AGRAVO DE INSTRUMENTO. ECA. INTERNAÇÃO PARA TRATAMENTO CONTRA DROGADIÇÃO. SEPARAÇÃO DOS PODERES. INDISPONIBILIDADE ORÇAMENTÁRIA.
Caso concreto Internação compulsória para tratamento contra drogadição (Crack). Direito à Saúde, Separação de Poderes e Princípio da Reserva do Possível. A condenação do Poder Público para que forneça tratamento médico ou medicamento à criança e ao adolescente, encontra respaldo tanto em questão de justiça como na Constituição da República e no Estatuto da Criança e do Adolescente. Do ponto de vista Constitucional, é bem de ver que em razão da proteção integral constitucionalmente assegurada à criança e ao adolescente, a condenação dos entes da federação ao atendimento do direito fundamental à saúde não representa ofensa aos princípios da separação dos poderes, do devido processo legal, da legalidade ou da reserva do possível. Direito, Política e Indisponibilidade Orçamentária. A falta de previsão orçamentária do ente público para fazer frente às despesas com obrigações relativas à saúde pública revela o descaso para com os administrandos e a ordem constitucional.
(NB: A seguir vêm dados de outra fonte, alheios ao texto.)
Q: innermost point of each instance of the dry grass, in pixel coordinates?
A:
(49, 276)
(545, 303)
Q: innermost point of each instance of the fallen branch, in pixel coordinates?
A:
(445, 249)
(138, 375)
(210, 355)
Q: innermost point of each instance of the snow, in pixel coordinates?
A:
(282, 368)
Por isso, e em razão da proteção integral constitucionalmente assegurada à criança e ao adolescente, a condenação dos entes estatais ao atendimento do direito fundamental à saúde não representa ofensa aos princípios da separação dos poderes, do devido processo legal, da legalidade ou da reserva do possível. Prequestionamento. Pronta indicação de dispositivos legais e constitucionais que visa evitar embargo de declaração com objetivo de prequestionamento. Precedentes jurisprudenciais do STJ e deste TJRS. NEGARAM PROVIMENTO.
(TJRS. 8ª C. Cív. Agravo de Instrumento nº 70040325938. Rel. Des. Rui Portanova. J. em 31/03/2011);

AGRAVO DE INSTRUMENTO. INTERNAÇÃO PARA TRATAMENTO DE DROGADIÇÃO. ENTE ESTATAL. CUSTEIO. BLOQUEIO DE VALORES. QUESTÃO JÁ RESOLVIDA.
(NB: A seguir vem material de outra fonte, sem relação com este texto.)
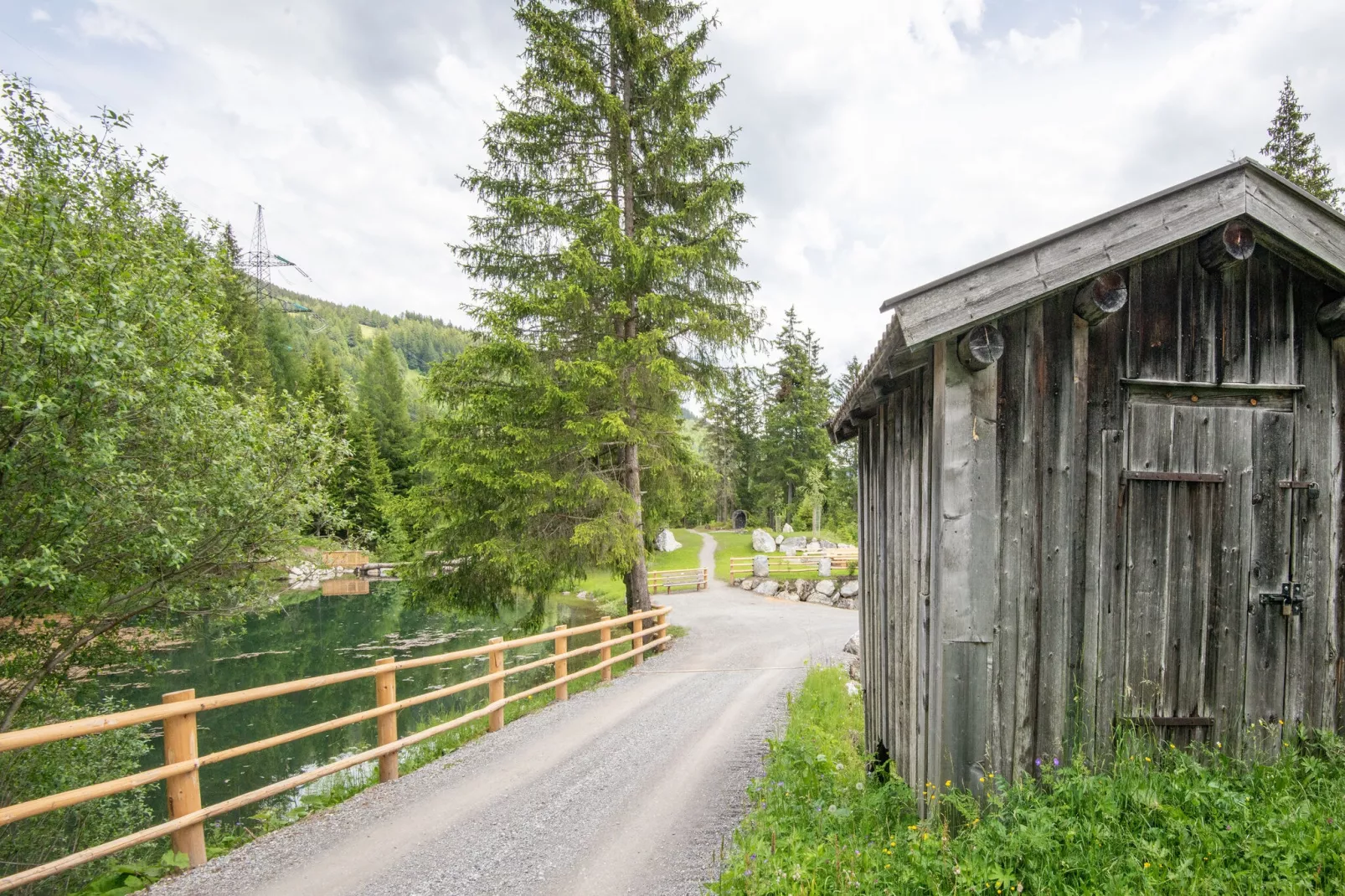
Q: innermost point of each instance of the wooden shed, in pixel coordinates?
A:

O Município foi condenado a custear internação do adolescente, para tratamento de drogadição, por um período certo (09 meses). Passado o período inicial, a instituição informou a necessidade de estender o período de internação, para melhor eficácia do tratamento. Caso em que o ente estatal tem obrigação de pagar o custo desse novo período de internação, em atenção ao seu dever de atender e garantir o direito fundamental à saúde. O deferimento de bloqueio de valores para o eventual caso de descumprimento da obrigação é questão que, neste processo, já foi resolvida, quando do julgamento de anterior recurso interposto pelo próprio Município.
NEGADO SEGUIMENTO. EM MONOCRÁTICA.
(TJRS. 8ª C. Cív. Agravo de Instrumento nº 70041859844. Rel. Des. Rui Portanova. J. em 25/03/2011).